Parents feel a lot of pressure these days to “keep up with the Joneses,” meaning they feel like if they’re not doing what the Joneses are doing, then they will be viewed as bad parents. My advice is to “make the Joneses jealous.” While the Joneses are doing what everyone else is doing (unhappily, I might add), you can be doing what your family wants to do. The ability to make this decision to buck the system comes from thinking deliberately about your family’s values and interests and making conscious choices based on those priorities.

4. What specific ideas can you offer parents to do with their 13-18 year olds this summer?

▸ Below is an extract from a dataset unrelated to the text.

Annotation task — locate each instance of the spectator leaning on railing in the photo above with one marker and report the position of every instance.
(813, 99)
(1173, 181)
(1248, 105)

Summer jobs are one of the most powerful experiences teenagers can have. I think manual labor or mundane labor is especially good learning experience for teens, particularly in the privileged and insulated world in which many kids are raised these days. I worked as a carpenter all through high school and college. It showed me the value of hard work, the direct relationship between earning a wage and producing something, and how most people in America work. Plus, I learned a set of practical (i.e., do-it-yourself) skills that I use to this day. My wife worked summers in a mall cookie shop. She benefited from many of the lessons that I learned.

Camp counselor is a great summer job because it teaches kids leadership skills and the ability to teach others. Working with disadvantaged kids can also be an eye-opening experience because it exposes privileged children to people and a world that they wouldn’t see otherwise.

Summers are also a great time to get kids involved in household responsibilities. They should be assigned chores that contribute to the upkeep and functioning of the house. Painting a room, cleaning out the garage, or being in charge of recycling are all great ways to teach kids responsibility and get the house into shape.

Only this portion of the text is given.